Friday, 5 May 2017

Patria-Kaye Aarons | Bring Back Civics

Published:Tuesday | December 6, 2016 | 12:00 AM
NO TWO ways about it, all well-thinking Jamaicans, all honest and decent Jamaicans, want the country to see the back of crime and criminals.
People are angry and afraid and affected by the violence that is a very real beast in our country. Whether murder or lottery scamming or gang war, crime is carried out by a few rotten apples. But crime does happen, and these few rotten apples hold us all hostage and affect every single one of us.
Let's talk numbers. Up to the middle of May this year, 409 people were murdered. That's three people a day. One hundred and seventy-seven women were raped. There were 453 break-ins - in this little country.
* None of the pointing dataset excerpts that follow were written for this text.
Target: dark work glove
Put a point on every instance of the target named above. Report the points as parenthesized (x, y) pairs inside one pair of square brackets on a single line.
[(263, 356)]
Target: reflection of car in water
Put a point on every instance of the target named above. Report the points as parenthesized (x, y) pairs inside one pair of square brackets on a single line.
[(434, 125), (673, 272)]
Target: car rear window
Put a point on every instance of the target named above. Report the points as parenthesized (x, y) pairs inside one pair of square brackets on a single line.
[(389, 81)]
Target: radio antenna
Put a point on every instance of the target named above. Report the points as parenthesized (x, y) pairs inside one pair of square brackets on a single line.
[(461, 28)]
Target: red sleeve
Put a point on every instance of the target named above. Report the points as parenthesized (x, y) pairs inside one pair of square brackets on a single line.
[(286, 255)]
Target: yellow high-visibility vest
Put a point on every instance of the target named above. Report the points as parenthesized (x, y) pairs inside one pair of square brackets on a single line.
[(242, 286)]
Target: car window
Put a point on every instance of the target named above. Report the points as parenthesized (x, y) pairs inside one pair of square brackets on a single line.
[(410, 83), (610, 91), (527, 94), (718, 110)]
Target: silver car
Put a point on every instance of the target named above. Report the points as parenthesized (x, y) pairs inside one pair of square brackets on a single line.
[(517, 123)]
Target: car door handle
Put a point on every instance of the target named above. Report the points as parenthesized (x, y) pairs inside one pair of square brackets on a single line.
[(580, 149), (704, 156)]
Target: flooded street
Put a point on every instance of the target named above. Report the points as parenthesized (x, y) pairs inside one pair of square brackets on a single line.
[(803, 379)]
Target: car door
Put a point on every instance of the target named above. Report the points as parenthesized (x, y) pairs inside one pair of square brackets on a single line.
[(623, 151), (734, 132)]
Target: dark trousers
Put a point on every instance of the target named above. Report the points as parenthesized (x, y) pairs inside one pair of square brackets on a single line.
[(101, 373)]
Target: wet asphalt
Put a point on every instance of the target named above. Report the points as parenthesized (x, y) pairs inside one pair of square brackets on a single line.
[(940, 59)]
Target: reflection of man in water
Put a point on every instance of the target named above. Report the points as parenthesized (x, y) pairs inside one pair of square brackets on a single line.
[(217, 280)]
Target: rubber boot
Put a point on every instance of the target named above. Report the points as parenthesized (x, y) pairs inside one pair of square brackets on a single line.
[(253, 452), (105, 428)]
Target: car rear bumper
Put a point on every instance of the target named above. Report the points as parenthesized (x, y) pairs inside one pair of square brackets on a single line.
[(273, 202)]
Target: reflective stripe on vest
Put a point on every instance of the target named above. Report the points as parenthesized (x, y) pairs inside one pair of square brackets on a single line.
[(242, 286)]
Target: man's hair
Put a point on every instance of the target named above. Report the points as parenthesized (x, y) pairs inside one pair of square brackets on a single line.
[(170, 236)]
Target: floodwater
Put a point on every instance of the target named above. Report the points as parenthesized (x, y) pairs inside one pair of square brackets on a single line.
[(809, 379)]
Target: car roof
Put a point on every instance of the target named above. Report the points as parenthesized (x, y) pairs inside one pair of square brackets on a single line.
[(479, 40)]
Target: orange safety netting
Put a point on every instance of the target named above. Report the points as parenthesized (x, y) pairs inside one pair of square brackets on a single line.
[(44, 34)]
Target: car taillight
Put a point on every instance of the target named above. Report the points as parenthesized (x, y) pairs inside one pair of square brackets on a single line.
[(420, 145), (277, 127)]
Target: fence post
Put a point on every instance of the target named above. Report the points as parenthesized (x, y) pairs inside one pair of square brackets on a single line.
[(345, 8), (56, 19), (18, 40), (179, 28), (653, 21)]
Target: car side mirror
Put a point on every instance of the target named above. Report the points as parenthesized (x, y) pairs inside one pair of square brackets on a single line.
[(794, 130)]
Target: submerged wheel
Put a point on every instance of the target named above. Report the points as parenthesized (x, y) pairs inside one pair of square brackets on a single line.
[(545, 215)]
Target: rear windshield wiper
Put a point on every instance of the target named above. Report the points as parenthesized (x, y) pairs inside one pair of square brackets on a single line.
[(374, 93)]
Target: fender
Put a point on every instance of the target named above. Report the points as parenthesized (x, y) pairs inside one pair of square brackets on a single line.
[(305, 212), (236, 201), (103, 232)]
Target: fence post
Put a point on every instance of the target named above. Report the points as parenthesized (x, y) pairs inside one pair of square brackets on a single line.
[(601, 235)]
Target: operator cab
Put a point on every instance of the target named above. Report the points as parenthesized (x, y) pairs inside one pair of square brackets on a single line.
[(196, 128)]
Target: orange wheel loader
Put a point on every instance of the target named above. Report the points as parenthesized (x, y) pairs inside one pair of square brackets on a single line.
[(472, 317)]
These are unnaturally high numbers, which, in other countries, would signal a national emergency.
So when the Minister of National Security Bobby Montague calls for a reinstatement of hanging, or when Prime Minister Andrew Holness, in his Budget presentation, indicates his desire to have some murder suspects held without bail, there are a lot of people who cheer.
Some people feel like we need to rid Jamaica of criminals, by any means necessary. And I, too, would probably be all for it, if I were sure we were hanging the right person, and if I were sure we were imprisoning the murderer. If the system were perfect, absolutely. But Jamaica ain't perfect.
Far from it.

HOW MUCH DO WE KNOW?


And I can't help but think, what if I were put on the wrong side of the law in error? Stranger things have happened. In this very imperfect system, I am not at all comfortable with signing away my right to freedom before I am even tried.
So, as lawyers debate the legality of what has been proposed by our leaders, and if the politicians who set the laws are unclear, and the lawyers who defend the law can't agree, what of me and you? It raises a big question in my mind: we, average people, how much do we know about our laws? About our rights?
We see it on the news all the time. When challenged by law enforcement, the first thing out of people's mouths is, "I know my rights." I bet you if you ask that person, "What are your rights? Tell me,", you'll hear silence.
The bitter truth is that most of us live in a country with laws governing our very lives that we don't know, nor do we know how those laws affect us.
Were it not for lawyers, dog woulda nyam a lot of wi supper.
Now, I don't expect us to know the laws with the proficiency of those who earn a living from it. But you need to know if you have a right to a phone call. You need to know for how long the police can lock you up without charging you. You need to know if you bail somebody and they run away, you can then be locked up.
For a privileged few Jamaicans, their first introduction to the laws of this country isn't until and unless they attend the UWI. They have a mandatory course called law, governance, economy and society. How many of us actually get to university? For those who don't, when do they learn about their rights?
The reality is that a disproportionate number of people who have their rights infringed upon have never been to university. They've never been taught what the laws are, or what their rights are.
And it's not just the poor. Most of us just try to live well and stay out of trouble using common sense. Lawyers know the law. The rest of us, if we are to be honest, are just winging it. And that's a dangerous thing.
There was an announcement in 2012 that civics would be back in schools on a wide-scale basis. It hasn't materialised. A similar announcement was made by the current minister of education in March of this year. It needs to happen, and not just at the primary level.
The Child Development Agency has been very good at sharing with primary-school students what their rights are as children. And that's an amazing start.
We need to graduate the conversation in high schools to what our rights are as Jamaicans. School is more than churning out people who can spell and count.
As a government, if we're going to ask our people to be fully functioning, contributing member of the society; if we're going to ask them to play this game called life, we have to teach them the rules.